Being in the market allows you to step back and not demand your full "pound of flesh" rights. You have the option and even the imperative to let the mugger have your wallet even though he is a thief. Similarly, if someone cheats you, the solution is not to do business with them in the future. Now, this is important; you are not trapped into needing to make higher moral points. We are not concerned that if thieves are allowed to get away their crimes people will lose their respect for property. It is alright to be "selfish" and only be concerned with the fact that blood feuds are bad for your bottom line.

This is different from government action where police officers are obligated to risk violence even to stop petty crimes. A private citizen can and should walk away from a situation before it degenerates into violence even at a financial loss. A police officer has no such choice. He must be willing to stop unruly motorists even knowing that such a confrontation may lead to killing that person. This concern is particularly true when dealing with secession. A government that is not willing to gun down unarmed children in order to stop a secessionist movement is not really a government. Government officials do not have the option of saying we disagree with secession and we wish you stayed with us, and we are really in the right, but keeping the country united is not worth killing for.

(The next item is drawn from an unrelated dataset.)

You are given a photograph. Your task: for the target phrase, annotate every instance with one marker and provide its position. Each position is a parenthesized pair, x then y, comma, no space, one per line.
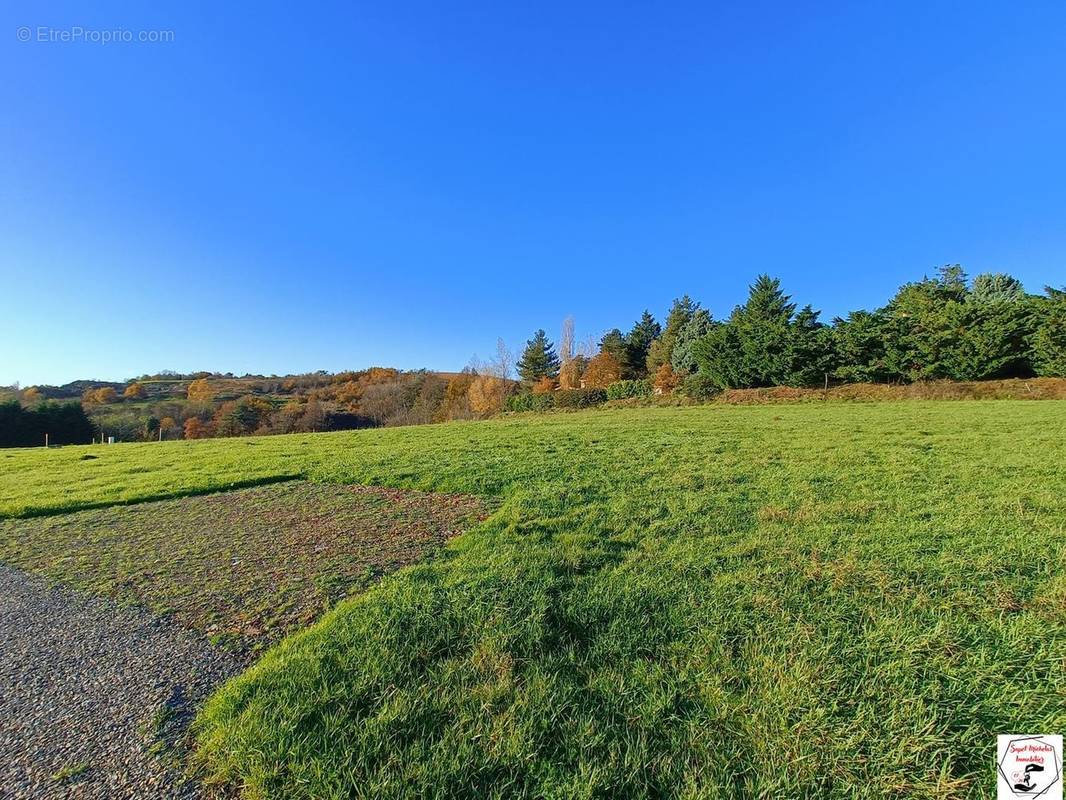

This distinction was made particularly clear to me with the recent attack on the American embassy in Iraq. If it were a private corporation like McDonald's under attack, no one would question the reasonableness of McDonald's simply shutting its doors in Iraq as the country is simply too dangerous to do business in. Why can't we close the embassy and pull out all American personnel from Iraq? Whether we should or not, staying clearly means killing and not just people attacking the embassy but bombing the Iranian backed militias and possibly even Iran itself. Yes, the United States can pull out instead of pursuing mass retaliation, much as Reagan pulled out of Lebanon, but the political price is real. This is not the case with McDonald's which can operate in Iraq, despite the danger, without any assumption of failure if it pulls out its staff instead of going to war.

My point is not to bash the police and the military. They do a necessary job by putting themselves in harm's way and, for that, they deserve the respect of society. But it is the fact that their job is defined by them placing themselves in situations where they may have to kill that needs to always be kept in focus. We must always be willing to ask the question of "why" to those members of the political class who put our servicemen into danger.

I am not a pacifist. I am willing to defend myself when backed against a wall. That being said, I can interact with other people without the subtext of threatening to kill them because if you choose to not cooperate I will back away and let you win even when I am right. The government does not have that moral luxury. It can never back down. It must always assert its right even at the cost of human life.